Inside foi produzido como se fosse mais um dos shows ao vivo que popularizaram o comediante. Com tudo sendo filmado no espaço limitado de uma sala, é como se ele andasse de lá para cá sobre um palco em constante mudança. E assim como num show, a iluminação é essencial, utilizada na maioria das músicas e cenas de uma forma diferente e criativa, contando com projetores, globos espelhados, lâmpadas coloridas, holofotes dramáticos e até o celular, que em alguns momentos ganha um papel importante. Não só isso, mas o uso de adereços faz com que o pequeno cenário esteja constantemente mudando a cada cena, complementando as luzes. Até a bagunça dos equipamentos de gravação compõe a fotografia quando a intenção é ilustrar o caos do ambiente.

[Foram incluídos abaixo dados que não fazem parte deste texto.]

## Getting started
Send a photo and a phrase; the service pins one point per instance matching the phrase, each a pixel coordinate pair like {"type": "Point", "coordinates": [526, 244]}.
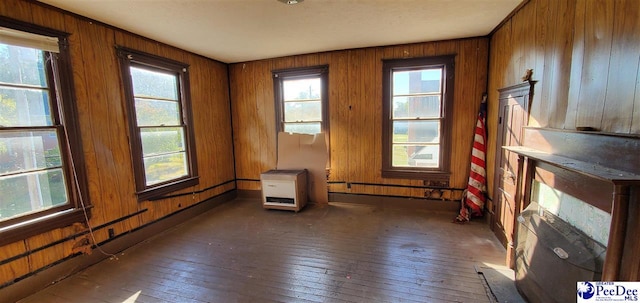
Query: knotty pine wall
{"type": "Point", "coordinates": [355, 113]}
{"type": "Point", "coordinates": [586, 58]}
{"type": "Point", "coordinates": [100, 100]}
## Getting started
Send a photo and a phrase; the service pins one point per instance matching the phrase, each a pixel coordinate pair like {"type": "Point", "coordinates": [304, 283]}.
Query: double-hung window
{"type": "Point", "coordinates": [160, 123]}
{"type": "Point", "coordinates": [301, 100]}
{"type": "Point", "coordinates": [42, 181]}
{"type": "Point", "coordinates": [417, 109]}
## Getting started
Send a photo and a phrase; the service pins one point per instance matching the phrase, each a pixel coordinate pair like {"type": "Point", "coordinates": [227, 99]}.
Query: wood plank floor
{"type": "Point", "coordinates": [239, 252]}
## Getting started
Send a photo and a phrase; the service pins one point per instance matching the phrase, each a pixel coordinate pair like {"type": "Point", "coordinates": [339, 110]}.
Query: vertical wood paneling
{"type": "Point", "coordinates": [623, 67]}
{"type": "Point", "coordinates": [104, 133]}
{"type": "Point", "coordinates": [545, 34]}
{"type": "Point", "coordinates": [587, 64]}
{"type": "Point", "coordinates": [577, 63]}
{"type": "Point", "coordinates": [563, 40]}
{"type": "Point", "coordinates": [598, 37]}
{"type": "Point", "coordinates": [355, 107]}
{"type": "Point", "coordinates": [339, 108]}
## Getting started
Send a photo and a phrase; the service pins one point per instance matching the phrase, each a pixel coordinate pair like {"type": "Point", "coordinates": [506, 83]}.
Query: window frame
{"type": "Point", "coordinates": [447, 63]}
{"type": "Point", "coordinates": [132, 58]}
{"type": "Point", "coordinates": [279, 76]}
{"type": "Point", "coordinates": [64, 116]}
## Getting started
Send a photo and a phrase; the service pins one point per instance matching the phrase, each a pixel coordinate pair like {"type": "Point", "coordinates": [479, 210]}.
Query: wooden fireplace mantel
{"type": "Point", "coordinates": [590, 157]}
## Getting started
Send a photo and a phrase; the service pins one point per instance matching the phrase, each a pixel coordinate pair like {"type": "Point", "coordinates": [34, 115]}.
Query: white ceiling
{"type": "Point", "coordinates": [244, 30]}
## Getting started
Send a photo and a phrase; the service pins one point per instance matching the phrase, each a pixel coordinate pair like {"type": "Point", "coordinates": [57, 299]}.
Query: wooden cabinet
{"type": "Point", "coordinates": [513, 115]}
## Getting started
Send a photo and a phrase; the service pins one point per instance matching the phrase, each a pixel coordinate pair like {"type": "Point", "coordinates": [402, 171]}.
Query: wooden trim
{"type": "Point", "coordinates": [396, 202]}
{"type": "Point", "coordinates": [594, 162]}
{"type": "Point", "coordinates": [617, 233]}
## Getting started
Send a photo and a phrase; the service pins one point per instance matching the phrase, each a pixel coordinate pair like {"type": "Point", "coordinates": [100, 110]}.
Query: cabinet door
{"type": "Point", "coordinates": [513, 115]}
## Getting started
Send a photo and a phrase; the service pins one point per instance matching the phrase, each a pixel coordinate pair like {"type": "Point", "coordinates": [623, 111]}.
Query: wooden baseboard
{"type": "Point", "coordinates": [401, 202]}
{"type": "Point", "coordinates": [74, 264]}
{"type": "Point", "coordinates": [249, 194]}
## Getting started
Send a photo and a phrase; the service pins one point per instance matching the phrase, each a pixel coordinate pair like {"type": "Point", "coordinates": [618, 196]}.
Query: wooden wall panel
{"type": "Point", "coordinates": [355, 112]}
{"type": "Point", "coordinates": [104, 136]}
{"type": "Point", "coordinates": [623, 68]}
{"type": "Point", "coordinates": [585, 58]}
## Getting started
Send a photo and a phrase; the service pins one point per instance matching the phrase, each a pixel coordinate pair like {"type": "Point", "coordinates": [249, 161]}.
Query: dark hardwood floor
{"type": "Point", "coordinates": [239, 252]}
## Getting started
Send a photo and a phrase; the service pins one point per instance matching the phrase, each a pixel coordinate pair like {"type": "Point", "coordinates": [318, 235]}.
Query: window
{"type": "Point", "coordinates": [301, 100]}
{"type": "Point", "coordinates": [161, 134]}
{"type": "Point", "coordinates": [41, 164]}
{"type": "Point", "coordinates": [417, 109]}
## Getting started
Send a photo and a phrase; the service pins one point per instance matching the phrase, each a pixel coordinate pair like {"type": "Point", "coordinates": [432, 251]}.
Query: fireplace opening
{"type": "Point", "coordinates": [552, 256]}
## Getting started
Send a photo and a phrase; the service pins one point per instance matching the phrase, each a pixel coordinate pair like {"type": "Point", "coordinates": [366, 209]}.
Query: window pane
{"type": "Point", "coordinates": [416, 131]}
{"type": "Point", "coordinates": [303, 128]}
{"type": "Point", "coordinates": [302, 111]}
{"type": "Point", "coordinates": [163, 168]}
{"type": "Point", "coordinates": [416, 156]}
{"type": "Point", "coordinates": [157, 112]}
{"type": "Point", "coordinates": [302, 89]}
{"type": "Point", "coordinates": [22, 65]}
{"type": "Point", "coordinates": [24, 107]}
{"type": "Point", "coordinates": [417, 81]}
{"type": "Point", "coordinates": [25, 151]}
{"type": "Point", "coordinates": [161, 140]}
{"type": "Point", "coordinates": [31, 192]}
{"type": "Point", "coordinates": [416, 107]}
{"type": "Point", "coordinates": [154, 84]}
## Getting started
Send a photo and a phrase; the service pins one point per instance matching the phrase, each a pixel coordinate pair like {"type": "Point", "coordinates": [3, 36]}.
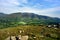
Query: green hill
{"type": "Point", "coordinates": [13, 19]}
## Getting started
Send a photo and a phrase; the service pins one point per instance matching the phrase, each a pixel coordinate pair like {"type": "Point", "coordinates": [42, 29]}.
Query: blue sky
{"type": "Point", "coordinates": [41, 7]}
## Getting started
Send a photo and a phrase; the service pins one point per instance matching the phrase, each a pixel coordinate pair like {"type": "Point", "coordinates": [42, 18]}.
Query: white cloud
{"type": "Point", "coordinates": [52, 0]}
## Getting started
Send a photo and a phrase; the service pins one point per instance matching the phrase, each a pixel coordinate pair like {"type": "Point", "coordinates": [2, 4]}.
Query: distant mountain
{"type": "Point", "coordinates": [26, 18]}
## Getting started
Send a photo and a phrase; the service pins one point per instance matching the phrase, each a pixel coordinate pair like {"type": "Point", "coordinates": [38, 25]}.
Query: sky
{"type": "Point", "coordinates": [41, 7]}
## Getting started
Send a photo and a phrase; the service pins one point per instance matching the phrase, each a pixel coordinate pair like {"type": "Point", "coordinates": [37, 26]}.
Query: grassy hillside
{"type": "Point", "coordinates": [15, 19]}
{"type": "Point", "coordinates": [40, 32]}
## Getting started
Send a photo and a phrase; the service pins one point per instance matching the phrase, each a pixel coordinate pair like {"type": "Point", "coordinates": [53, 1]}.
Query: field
{"type": "Point", "coordinates": [39, 32]}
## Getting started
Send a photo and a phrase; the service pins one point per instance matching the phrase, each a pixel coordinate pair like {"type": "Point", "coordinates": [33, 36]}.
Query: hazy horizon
{"type": "Point", "coordinates": [42, 7]}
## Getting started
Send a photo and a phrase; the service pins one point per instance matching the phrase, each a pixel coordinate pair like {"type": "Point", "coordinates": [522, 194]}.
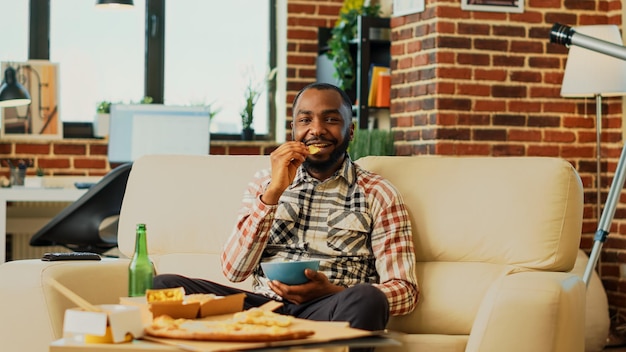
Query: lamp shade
{"type": "Point", "coordinates": [112, 3]}
{"type": "Point", "coordinates": [12, 93]}
{"type": "Point", "coordinates": [589, 73]}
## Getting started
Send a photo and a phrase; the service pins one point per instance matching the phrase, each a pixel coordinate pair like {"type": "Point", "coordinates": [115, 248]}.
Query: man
{"type": "Point", "coordinates": [321, 206]}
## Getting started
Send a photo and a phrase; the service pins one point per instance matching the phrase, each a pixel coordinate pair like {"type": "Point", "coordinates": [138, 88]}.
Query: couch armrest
{"type": "Point", "coordinates": [32, 311]}
{"type": "Point", "coordinates": [531, 311]}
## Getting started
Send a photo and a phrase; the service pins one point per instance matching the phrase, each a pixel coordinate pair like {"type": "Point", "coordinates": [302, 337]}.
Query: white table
{"type": "Point", "coordinates": [25, 194]}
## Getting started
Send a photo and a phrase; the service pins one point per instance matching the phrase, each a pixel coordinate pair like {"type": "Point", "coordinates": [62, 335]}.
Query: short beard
{"type": "Point", "coordinates": [322, 166]}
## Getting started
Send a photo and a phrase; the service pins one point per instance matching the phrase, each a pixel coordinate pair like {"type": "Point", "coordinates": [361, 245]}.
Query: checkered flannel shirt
{"type": "Point", "coordinates": [355, 223]}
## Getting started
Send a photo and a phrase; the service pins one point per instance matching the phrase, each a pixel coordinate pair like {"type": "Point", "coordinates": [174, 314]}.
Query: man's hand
{"type": "Point", "coordinates": [285, 162]}
{"type": "Point", "coordinates": [318, 286]}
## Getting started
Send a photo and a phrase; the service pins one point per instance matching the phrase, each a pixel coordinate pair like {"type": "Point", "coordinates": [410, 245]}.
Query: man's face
{"type": "Point", "coordinates": [318, 121]}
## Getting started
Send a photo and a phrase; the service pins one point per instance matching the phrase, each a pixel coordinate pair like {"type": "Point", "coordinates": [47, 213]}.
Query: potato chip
{"type": "Point", "coordinates": [165, 294]}
{"type": "Point", "coordinates": [314, 149]}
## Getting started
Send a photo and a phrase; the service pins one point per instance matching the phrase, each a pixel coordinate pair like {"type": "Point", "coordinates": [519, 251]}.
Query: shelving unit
{"type": "Point", "coordinates": [371, 46]}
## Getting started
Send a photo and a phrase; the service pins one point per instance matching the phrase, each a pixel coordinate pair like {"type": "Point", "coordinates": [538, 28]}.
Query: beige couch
{"type": "Point", "coordinates": [495, 238]}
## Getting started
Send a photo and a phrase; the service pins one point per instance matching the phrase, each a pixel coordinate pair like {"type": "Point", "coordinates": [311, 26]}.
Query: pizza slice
{"type": "Point", "coordinates": [254, 325]}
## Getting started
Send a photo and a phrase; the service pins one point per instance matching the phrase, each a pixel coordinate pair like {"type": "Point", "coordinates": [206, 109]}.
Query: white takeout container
{"type": "Point", "coordinates": [119, 319]}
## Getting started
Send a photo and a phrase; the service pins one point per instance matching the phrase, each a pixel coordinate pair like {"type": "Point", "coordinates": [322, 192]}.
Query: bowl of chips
{"type": "Point", "coordinates": [289, 272]}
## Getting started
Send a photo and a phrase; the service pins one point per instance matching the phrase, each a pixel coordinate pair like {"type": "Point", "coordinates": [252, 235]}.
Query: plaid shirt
{"type": "Point", "coordinates": [355, 223]}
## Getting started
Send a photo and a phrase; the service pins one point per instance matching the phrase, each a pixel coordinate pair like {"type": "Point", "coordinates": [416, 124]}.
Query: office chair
{"type": "Point", "coordinates": [90, 223]}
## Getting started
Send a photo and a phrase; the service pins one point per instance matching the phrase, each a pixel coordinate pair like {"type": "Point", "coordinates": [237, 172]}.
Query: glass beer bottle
{"type": "Point", "coordinates": [140, 269]}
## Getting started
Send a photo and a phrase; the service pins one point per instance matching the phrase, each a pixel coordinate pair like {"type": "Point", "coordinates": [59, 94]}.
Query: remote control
{"type": "Point", "coordinates": [50, 257]}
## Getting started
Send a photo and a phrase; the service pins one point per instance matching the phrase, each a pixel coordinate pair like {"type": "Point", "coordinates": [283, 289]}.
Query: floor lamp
{"type": "Point", "coordinates": [592, 74]}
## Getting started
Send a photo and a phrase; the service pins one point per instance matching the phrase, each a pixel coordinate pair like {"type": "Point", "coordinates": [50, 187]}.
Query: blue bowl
{"type": "Point", "coordinates": [290, 273]}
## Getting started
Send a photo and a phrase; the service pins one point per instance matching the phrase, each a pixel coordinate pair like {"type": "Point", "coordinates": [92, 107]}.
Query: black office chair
{"type": "Point", "coordinates": [90, 223]}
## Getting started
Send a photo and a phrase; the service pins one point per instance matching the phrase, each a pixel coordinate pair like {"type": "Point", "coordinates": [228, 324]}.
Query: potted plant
{"type": "Point", "coordinates": [342, 35]}
{"type": "Point", "coordinates": [101, 123]}
{"type": "Point", "coordinates": [251, 96]}
{"type": "Point", "coordinates": [252, 93]}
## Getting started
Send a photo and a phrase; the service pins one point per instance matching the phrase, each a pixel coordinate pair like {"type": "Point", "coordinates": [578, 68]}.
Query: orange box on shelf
{"type": "Point", "coordinates": [383, 96]}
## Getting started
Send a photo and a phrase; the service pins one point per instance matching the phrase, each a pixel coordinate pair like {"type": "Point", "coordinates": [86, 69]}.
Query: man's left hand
{"type": "Point", "coordinates": [317, 286]}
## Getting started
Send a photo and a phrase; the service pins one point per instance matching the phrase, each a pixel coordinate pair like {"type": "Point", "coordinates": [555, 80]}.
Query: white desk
{"type": "Point", "coordinates": [23, 194]}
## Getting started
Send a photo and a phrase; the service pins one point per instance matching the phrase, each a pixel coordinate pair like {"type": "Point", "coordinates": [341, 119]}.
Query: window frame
{"type": "Point", "coordinates": [154, 62]}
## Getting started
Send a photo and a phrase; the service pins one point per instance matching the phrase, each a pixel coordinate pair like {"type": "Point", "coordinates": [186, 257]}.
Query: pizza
{"type": "Point", "coordinates": [253, 325]}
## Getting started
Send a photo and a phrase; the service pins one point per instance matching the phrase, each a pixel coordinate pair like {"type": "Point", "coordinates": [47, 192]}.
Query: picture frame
{"type": "Point", "coordinates": [41, 118]}
{"type": "Point", "coordinates": [407, 7]}
{"type": "Point", "coordinates": [514, 6]}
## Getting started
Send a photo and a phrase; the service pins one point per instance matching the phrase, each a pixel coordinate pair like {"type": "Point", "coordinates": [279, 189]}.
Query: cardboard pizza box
{"type": "Point", "coordinates": [189, 310]}
{"type": "Point", "coordinates": [114, 324]}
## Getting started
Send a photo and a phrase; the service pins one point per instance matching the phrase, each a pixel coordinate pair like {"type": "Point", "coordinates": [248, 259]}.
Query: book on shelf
{"type": "Point", "coordinates": [375, 82]}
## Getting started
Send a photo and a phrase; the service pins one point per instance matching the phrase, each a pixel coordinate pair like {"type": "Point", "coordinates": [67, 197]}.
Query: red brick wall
{"type": "Point", "coordinates": [463, 83]}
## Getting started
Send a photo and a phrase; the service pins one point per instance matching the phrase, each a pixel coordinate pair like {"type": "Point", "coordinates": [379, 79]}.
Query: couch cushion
{"type": "Point", "coordinates": [522, 211]}
{"type": "Point", "coordinates": [195, 217]}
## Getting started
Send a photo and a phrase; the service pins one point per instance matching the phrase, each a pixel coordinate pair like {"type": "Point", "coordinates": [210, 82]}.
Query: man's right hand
{"type": "Point", "coordinates": [285, 161]}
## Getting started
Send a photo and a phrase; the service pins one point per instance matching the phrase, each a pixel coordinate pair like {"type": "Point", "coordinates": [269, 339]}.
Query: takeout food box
{"type": "Point", "coordinates": [196, 309]}
{"type": "Point", "coordinates": [185, 309]}
{"type": "Point", "coordinates": [114, 324]}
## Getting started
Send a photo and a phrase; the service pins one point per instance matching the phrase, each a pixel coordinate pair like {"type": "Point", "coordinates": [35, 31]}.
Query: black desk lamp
{"type": "Point", "coordinates": [12, 93]}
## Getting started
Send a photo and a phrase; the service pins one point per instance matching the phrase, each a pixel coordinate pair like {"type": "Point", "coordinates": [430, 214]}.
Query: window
{"type": "Point", "coordinates": [103, 60]}
{"type": "Point", "coordinates": [14, 31]}
{"type": "Point", "coordinates": [201, 58]}
{"type": "Point", "coordinates": [212, 63]}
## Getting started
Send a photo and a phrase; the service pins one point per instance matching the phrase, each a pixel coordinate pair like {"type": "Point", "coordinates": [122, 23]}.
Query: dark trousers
{"type": "Point", "coordinates": [363, 306]}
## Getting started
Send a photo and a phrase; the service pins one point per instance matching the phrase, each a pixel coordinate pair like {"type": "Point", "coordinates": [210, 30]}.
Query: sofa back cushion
{"type": "Point", "coordinates": [189, 205]}
{"type": "Point", "coordinates": [521, 211]}
{"type": "Point", "coordinates": [476, 220]}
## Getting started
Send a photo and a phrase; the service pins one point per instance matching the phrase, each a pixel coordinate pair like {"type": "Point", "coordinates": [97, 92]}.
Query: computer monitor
{"type": "Point", "coordinates": [142, 129]}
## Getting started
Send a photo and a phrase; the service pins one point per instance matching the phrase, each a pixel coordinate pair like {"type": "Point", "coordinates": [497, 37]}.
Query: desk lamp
{"type": "Point", "coordinates": [12, 93]}
{"type": "Point", "coordinates": [561, 34]}
{"type": "Point", "coordinates": [592, 74]}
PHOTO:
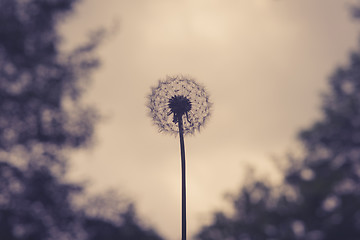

Mas mesmo que a ideia seja passar a impressão do ‘ao vivo’, isso não quer dizer que a edição não tenha seus momentos de brilhar. O filme tem a consciência de que fala com quem é acostumado com a internet, e isso leva a momentos em que uma música é objeto de um vídeo de react, que se torna objeto de um vídeo de react num loop, ou quando Burnham simula uma live jogando um jogo encenado por ele mesmo. Há momentos também em que a proporção da tela muda seja para simular uma videochamada no celular ou o clássico formato quadrado das fotos do Instagram em White Woman’s Instagram.
Sendo engraçado quando quer, intenso quando precisa e constantemente misturando as duas coisas, Inside parece ter sido feito com o objetivo de falar com aqueles que estão em isolamento há mais de 1 ano. Tratando de assuntos de grande seriedade com muita leveza e bom humor, o show de Bo Burnham é uma brisa de ar fresco necessária em meio ao caos do mundo externo e da bagunça interna da vida de cada um.